Vague E-mails not a “Signed Writing” under Copyright Act (NY)

Under the Copyright Act, the transfer of an exclusive license, including a license for distribution of a copyrighted work, must be effected through a signed writing from the copyright owner or its agent. The Copyright Act grants copyright owners a number of “exclusive rights,” including the right to distribute the work “to the public by sale or other transfer of ownership.” 17 U.S.C. § 106(3).

Recently, in Weinstein Co. v. Smokewood Entertainment Group, LLC, plaintiff alleged defendant had conveyed the exclusive right to distribute a movie owned by the defendant through a series of confirmatory e-mails regarding the deal. When the defendant instead conveyed distribution rights to another company, plaintiff filed suit in federal district court, New York.

Briefly, the substance of plaintiff’s e-mails were, “We are pleased to confirm our deal.” While the defendant’s responses were not outright rejections of plaintiff’s claims, the defendant commented on remaining, unsettled, details regarding the negotiations.

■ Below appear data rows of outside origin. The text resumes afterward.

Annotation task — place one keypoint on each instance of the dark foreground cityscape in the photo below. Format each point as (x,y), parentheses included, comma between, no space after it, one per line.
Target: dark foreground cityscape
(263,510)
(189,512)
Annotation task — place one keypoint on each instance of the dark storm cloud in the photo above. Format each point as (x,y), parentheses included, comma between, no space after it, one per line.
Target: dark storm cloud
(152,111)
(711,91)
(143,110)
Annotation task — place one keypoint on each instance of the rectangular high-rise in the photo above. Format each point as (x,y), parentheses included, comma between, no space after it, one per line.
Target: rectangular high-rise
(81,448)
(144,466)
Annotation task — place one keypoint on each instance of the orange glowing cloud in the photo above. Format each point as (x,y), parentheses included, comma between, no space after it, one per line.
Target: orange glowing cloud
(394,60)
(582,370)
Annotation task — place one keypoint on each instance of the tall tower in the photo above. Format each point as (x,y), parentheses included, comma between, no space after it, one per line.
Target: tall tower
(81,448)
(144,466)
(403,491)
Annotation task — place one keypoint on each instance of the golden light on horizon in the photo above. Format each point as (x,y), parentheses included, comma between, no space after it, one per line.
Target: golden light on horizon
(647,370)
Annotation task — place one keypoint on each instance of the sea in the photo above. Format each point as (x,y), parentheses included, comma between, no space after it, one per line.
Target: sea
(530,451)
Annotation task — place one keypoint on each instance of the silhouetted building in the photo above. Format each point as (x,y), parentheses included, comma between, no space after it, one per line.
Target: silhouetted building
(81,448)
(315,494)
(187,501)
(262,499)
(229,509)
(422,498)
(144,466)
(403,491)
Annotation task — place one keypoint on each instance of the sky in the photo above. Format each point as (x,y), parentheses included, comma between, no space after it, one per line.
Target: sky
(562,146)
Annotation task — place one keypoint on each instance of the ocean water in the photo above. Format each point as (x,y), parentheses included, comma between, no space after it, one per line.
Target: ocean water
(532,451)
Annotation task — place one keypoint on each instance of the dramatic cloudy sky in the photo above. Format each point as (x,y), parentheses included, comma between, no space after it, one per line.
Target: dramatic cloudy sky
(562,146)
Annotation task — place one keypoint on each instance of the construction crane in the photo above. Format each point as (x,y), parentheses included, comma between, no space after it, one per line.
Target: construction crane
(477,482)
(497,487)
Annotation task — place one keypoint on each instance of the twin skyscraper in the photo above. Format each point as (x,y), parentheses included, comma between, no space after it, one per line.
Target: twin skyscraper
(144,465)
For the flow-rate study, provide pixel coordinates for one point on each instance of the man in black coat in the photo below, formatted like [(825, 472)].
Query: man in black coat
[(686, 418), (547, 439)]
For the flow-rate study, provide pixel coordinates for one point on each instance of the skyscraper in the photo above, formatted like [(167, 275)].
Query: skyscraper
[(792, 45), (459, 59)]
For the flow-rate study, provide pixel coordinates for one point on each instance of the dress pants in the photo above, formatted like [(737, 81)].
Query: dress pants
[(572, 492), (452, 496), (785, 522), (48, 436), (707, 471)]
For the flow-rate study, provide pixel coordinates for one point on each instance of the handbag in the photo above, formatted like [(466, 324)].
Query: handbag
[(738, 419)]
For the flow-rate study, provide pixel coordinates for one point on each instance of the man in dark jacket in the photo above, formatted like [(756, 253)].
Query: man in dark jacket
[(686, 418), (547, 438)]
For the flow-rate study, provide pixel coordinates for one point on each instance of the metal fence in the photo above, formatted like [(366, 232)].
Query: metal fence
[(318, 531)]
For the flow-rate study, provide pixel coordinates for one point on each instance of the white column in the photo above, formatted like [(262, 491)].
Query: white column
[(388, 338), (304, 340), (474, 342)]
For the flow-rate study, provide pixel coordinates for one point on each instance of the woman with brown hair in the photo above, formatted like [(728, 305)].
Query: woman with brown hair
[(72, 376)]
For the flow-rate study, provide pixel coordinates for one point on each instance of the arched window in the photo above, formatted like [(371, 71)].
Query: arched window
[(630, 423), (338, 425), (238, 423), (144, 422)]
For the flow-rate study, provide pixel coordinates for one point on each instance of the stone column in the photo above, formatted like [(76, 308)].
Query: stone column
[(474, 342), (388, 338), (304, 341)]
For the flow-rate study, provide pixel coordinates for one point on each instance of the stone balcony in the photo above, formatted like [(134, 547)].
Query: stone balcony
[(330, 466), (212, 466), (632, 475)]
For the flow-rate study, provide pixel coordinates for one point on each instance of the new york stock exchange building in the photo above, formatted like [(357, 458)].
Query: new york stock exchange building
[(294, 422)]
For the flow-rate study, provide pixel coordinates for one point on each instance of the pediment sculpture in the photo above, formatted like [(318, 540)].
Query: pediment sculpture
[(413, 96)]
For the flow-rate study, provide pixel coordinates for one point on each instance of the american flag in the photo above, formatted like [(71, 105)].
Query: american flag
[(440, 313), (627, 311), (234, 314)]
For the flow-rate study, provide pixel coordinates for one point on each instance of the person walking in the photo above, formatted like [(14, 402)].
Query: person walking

The Court held that if a copyright owner’s intention in writing is unclear — even deliberately so — there is no legally valid transfer. The purpose of the signed writing requirement is to ensure that the copyright owner deliberately transfers its ownership interest in such a way that provides the parties with a clear guide to their rights and responsibilities. Because the e-mails between the parties here failed to accomplish that, the Court dismissed the Complaint.